A study from the Netherlands has shown that evaluating vascular cross-sectional area differences of internal mammary vessels could be a new predictor for malignancy on MRI. The measurement was significantly different in breast cancer patients on the side with cancer compared with the contralateral side, and the variation was not evident in healthy controls.
Breast MRI is an important part of the diagnostic workup in breast cancer patients. One way to use MRI is to measure breast vascularity, as it is often associated with breast cancer. Researchers usually use two methods to assess changes in vascularity: prominent vessels leading to an enhanced lesion, and imaging the vascularity of the whole breast on both sides with contrast-enhanced MRI. However, both techniques have shortcomings according to the researchers (Insights into Imaging, 16 January 2013).
In healthy women, the breast is mainly perfused by the internal mammary artery (IMA), according to Dr. Robert-Jan Schipper from the department of surgery at Maastricht University Medical Center, the Netherlands, and colleagues. It's a paired artery, one running on the left side of the sternum and one on the right side.
"We hypothesized that if a malignant lesion is present the cross-sectional area of the IMA and/or internal mammary veins (IMV) on the side of the lesion is increased compared to the healthy side," they wrote. "Measuring and comparing the left and right IMA and IMV could only be useful if the cross-sectional areas of these vessels in a healthy person without breast malignancy are similar."
The cross-sectional areas of the IMA and IMV were measured on the left and right side in the second and third intercostal space (ICS) of 135 breast MRIs by two independent readers.
In the healthy control group (n = 91) no significant differences were observed between the cross-sectional areas of the IMA and IMV. Both readers reported a mean adjusted difference of 0.12 mm2 and 0.21 mm2 for the IMA in the second intercostal space.

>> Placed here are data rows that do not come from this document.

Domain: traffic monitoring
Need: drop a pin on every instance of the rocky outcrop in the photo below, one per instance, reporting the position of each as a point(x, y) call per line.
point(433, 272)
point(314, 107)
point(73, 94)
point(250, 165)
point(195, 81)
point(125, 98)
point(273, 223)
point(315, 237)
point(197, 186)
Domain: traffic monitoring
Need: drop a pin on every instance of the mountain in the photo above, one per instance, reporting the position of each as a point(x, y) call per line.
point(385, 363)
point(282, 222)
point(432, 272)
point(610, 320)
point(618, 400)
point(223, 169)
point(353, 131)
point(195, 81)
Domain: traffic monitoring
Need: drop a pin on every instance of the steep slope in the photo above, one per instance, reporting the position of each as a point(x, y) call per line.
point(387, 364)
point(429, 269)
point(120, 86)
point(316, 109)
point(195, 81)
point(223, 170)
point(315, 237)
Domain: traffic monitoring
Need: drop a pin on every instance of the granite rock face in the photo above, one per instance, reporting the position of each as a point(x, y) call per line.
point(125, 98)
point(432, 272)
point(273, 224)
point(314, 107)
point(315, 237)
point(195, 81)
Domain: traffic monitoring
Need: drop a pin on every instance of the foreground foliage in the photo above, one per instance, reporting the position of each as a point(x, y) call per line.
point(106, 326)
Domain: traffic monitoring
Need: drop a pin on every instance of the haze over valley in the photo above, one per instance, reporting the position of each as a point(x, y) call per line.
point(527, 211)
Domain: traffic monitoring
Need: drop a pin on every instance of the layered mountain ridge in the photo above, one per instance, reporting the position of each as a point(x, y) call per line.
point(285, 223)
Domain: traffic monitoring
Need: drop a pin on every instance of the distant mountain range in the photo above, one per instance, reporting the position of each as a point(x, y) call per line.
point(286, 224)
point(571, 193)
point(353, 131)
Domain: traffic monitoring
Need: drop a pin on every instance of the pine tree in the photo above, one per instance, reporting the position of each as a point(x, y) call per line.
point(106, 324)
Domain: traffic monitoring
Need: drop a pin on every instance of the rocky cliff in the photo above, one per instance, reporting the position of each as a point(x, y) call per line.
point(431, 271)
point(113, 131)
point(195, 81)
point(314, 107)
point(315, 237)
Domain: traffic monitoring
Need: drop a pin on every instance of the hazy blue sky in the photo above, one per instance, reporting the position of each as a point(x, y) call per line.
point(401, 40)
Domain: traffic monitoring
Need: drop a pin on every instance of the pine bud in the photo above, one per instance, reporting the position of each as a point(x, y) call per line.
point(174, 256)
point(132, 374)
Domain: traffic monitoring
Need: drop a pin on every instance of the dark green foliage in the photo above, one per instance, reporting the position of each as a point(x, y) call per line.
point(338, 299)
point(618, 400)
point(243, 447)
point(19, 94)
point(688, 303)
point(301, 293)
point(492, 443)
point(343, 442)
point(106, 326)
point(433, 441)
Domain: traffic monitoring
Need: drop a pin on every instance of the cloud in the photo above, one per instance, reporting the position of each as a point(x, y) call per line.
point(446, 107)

In the malignancy group (n = 44), the cross-sectional area was significantly larger on the malignancy side compared with the contralateral side. The largest difference in the IMA was measured in the second intercostal space with a mean adjusted difference for reader one of 1.37 mm2 and 0.81 mm2 for reader two.

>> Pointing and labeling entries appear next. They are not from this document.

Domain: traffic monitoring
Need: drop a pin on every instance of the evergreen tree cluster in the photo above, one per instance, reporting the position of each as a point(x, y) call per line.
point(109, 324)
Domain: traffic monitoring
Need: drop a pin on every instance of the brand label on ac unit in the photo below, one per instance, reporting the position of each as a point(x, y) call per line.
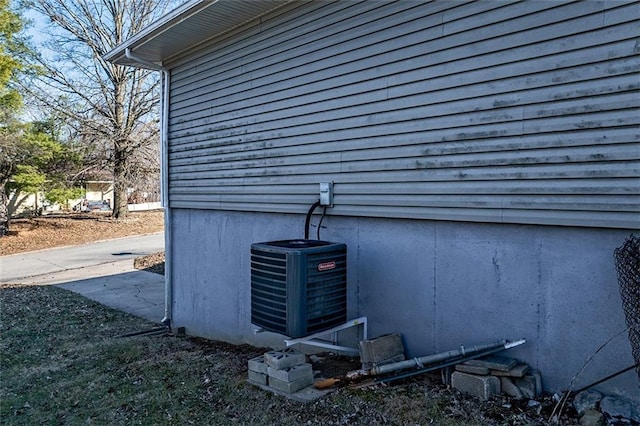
point(326, 266)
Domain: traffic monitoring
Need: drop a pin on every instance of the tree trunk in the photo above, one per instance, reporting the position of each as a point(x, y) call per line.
point(120, 207)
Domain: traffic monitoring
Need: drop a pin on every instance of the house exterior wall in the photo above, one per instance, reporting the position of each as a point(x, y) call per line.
point(485, 162)
point(438, 283)
point(500, 112)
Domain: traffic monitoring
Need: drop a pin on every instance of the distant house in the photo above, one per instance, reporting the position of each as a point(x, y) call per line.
point(485, 158)
point(99, 190)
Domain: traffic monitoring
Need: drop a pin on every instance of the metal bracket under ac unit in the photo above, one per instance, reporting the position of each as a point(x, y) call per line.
point(315, 339)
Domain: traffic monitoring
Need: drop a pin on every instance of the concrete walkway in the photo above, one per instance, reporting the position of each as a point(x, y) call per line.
point(96, 276)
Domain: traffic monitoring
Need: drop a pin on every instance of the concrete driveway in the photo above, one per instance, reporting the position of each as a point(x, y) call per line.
point(101, 271)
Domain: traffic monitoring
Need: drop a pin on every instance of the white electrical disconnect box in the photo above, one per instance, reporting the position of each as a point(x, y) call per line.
point(326, 194)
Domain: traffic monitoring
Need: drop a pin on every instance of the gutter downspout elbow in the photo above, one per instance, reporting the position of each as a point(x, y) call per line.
point(164, 181)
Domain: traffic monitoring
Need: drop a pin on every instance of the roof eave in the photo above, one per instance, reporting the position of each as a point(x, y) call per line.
point(143, 55)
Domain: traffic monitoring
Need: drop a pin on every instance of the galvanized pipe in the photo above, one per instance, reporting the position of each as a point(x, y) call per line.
point(421, 362)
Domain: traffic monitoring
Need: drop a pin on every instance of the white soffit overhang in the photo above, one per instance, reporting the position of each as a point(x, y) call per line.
point(187, 26)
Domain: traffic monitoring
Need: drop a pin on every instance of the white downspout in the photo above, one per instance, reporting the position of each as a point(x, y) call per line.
point(164, 181)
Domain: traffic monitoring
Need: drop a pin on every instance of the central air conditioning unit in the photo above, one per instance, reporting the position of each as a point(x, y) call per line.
point(298, 287)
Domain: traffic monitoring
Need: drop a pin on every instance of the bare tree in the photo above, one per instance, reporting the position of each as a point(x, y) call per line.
point(107, 104)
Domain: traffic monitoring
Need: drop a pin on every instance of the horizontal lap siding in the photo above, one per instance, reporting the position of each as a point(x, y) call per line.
point(522, 112)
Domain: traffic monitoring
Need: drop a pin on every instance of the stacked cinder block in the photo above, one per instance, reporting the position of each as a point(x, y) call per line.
point(284, 370)
point(381, 350)
point(492, 375)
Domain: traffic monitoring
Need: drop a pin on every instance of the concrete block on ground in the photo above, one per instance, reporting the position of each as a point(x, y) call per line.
point(530, 384)
point(258, 365)
point(510, 388)
point(257, 378)
point(494, 363)
point(290, 387)
point(381, 350)
point(472, 369)
point(291, 374)
point(518, 371)
point(587, 400)
point(284, 358)
point(482, 387)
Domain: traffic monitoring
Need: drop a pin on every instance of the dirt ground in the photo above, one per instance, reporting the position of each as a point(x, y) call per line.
point(75, 228)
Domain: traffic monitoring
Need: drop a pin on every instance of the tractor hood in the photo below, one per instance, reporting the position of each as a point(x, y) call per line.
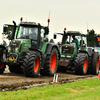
point(67, 49)
point(19, 45)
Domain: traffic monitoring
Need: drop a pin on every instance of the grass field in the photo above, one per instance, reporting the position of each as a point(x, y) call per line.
point(80, 90)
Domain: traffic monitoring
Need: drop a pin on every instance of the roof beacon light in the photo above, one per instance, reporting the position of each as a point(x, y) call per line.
point(48, 20)
point(64, 28)
point(21, 19)
point(87, 30)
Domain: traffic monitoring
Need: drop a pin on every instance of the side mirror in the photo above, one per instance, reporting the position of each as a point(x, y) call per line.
point(59, 43)
point(55, 36)
point(84, 45)
point(46, 30)
point(4, 28)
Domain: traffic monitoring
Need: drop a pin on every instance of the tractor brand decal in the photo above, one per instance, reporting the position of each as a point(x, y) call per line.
point(27, 45)
point(24, 49)
point(62, 55)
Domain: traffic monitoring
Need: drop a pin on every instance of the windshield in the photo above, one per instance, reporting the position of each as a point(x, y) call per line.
point(68, 39)
point(25, 32)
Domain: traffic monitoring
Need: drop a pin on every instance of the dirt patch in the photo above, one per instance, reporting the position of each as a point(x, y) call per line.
point(11, 81)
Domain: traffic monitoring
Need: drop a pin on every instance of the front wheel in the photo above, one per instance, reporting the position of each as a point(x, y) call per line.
point(81, 64)
point(32, 64)
point(2, 67)
point(95, 63)
point(51, 63)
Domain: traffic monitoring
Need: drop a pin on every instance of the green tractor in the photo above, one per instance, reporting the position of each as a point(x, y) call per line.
point(77, 56)
point(30, 52)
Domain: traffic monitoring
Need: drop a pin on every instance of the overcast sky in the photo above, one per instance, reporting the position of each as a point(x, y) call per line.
point(72, 14)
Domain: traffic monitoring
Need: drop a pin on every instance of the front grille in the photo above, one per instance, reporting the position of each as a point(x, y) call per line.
point(15, 43)
point(67, 49)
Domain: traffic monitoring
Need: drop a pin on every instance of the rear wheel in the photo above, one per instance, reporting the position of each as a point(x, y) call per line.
point(51, 63)
point(81, 64)
point(32, 64)
point(2, 65)
point(15, 69)
point(95, 63)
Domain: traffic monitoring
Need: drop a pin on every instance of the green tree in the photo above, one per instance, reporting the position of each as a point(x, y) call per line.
point(4, 43)
point(91, 42)
point(51, 41)
point(8, 31)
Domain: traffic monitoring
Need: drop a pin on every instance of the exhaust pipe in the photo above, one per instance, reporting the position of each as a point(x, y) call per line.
point(14, 29)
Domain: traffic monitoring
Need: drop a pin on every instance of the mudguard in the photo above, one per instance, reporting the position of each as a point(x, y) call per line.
point(49, 47)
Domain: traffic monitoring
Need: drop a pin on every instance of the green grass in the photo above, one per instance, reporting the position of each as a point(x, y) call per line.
point(80, 90)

"With this knowledge bilateral comparison of the internal mammary vessels evaluated in the second and third ICS might be used as a predictor for the presence or absence of malignancy," the researchers wrote. "Based on these results it seems most appropriate to focus on the IMA."
The IMA showed the biggest enlargement of the cross-sectional area compared with the IMV. As far as location, the enlargement of the IMA is more explicit in the second intercostal space compared with the third, they noted. Plus, the method is not time-consuming; only two measurements of the IMA are needed, the left and ride side, which take about a minute.
However, measurement of the internal mammary vessels has its shortcomings. "First of all, it is not possible in patients who have undergone a coronary artery bypass graft," Schipper and colleagues wrote. "After unilateral mastectomy, it is also not possible to make a reliable left-right comparison of the internal mammary vessels. It is unclear whether tissue sampling in the breast influences the cross-sectional area of the internal mammary vessels because of an inflammation reaction after sampling."
Another shortcoming is that only the internal mammary vessels were investigated, although the breast is supplied by both the IMA and the lateral thoracic artery (LTA). Scientific literature suggests measurement of the IMA is not sufficient in some patients, and measurements of the left thoracic artery are needed.
"However, it would be very difficult to measure the LTA," Schipper and colleagues wrote. "Because of the anatomy of the LTA, a standardized location for measurements is not available so inter- and intraobserver variability will not be as good compared to the measurements of the IMA."
Plus, visualizing a tumor within the breast could introduce bias in the measurement -- for instance, overestimation of the cross-sectional areas at the side of the breast cancer.
"Ideally, measurements of the vessels should be performed without visualization of the breast itself," the researchers continued. "However, this is not possible within our viewing workstations."
A future study should prospectively confirm their retrospective results in a larger cohort, the researcher said. "In addition, we would suggest evaluating the possible correlation between tumor diameter and cross-sectional vessel enlargement or assessing the differences between various types of breast cancer, i.e., invasive versus in situ cancers," they noted.
Schipper and colleagues concluded that their technique may improve the specificity of breast MRI. However, "we wish to emphasize that this is only speculative and that this theory should be evaluated in a larger prospective study, especially with the addition of this new parameter to the common used BI-RADS lexicon parameters."